The remake of Ghostbusters – a film full of nostalgia and loved by all – has invited its fair share of criticism, attacking its cast, lazy humour and sheer pointlessness, but it certainly can’t fall down on its scientific credentials. Director Paul Feig is a self-confessed tech-nut, and he was eager to ensure that the film’s science was as accurate as he could. With that in mind, he employed an expert to help design the film’s proton packs, and that leads to an interesting question – just how do they bust ghosts?
In the original film, the proton packs and traps used by the team were invented by Egon Spengler (Harold Ramis) as a means for dealing with the ghosts they encountered. Ghosts are made up of psychokinetic energy (which is comprised of three parts: electrons, neutrons and a substance called ectoplasm). Both the electron and ectoplasm have negative charge, thus making the ghost negatively charged. The proton pack, then, emits a particle stream consisting of protons and raw nuclear energy – the electric charges attract, trapping the ghost in the stream (it functions as a kind of lasso for ghosts). The traps work in a similar manner – inside, there is a positively charged laser grid that keeps the ghost trapped. The ectozone uses exactly the same principle – it’s just bigger, and it has more lasers.
In order to update the film’s equipment, Feig asked Dr James Maxwell, a particle physicist at MIT, to devise a more modern proton pack that was as rooted in reality as possible. The proton pack in the original incorporated a cyclotron, which used two electrodes. The particle starts in the middle and spirals outwards, gaining speed as it does so. Maxwell chose to update this by using a synchrotron, which can vary the magnetic field into a ring instead of a spiral – it is a circular particle accelerator, rather like the Large Hadron Collider.
The ectozone uses exactly the same principle – it’s just bigger, and it has more lasers.

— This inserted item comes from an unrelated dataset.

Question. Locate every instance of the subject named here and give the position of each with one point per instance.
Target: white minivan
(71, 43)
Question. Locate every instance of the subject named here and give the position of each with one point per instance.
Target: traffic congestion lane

However, using a synchrotron implies that it must be superconducting, as you would need incredibly high magnetic fields in a very compact form. A superconducting magnet needs to be cooled to cryogenic temperatures during operation, and so this would require some form of coolant, which would likely be liquid helium. The pack would also need a cyro-cooler to help actively cool the magnet too.
The impressive part is that none of this technology is science-fiction. Particle accelerators and superconducting magnets are real (as indeed is the use of proton beams for dealing with unwanted issues, although the real world focuses more on diseased tissue than ghosts). The only particular leap of faith is fitting the technology in the space required, ensuring that the proton packs are compact enough to wear, and not too heavy to be impractical.
I applaud Feig’s insistence on trying to follow science as accurately as he can, but I can’t help but wonder why Dr Maxwell hasn’t tackled the most important question of them all – what happens if you cross the streams?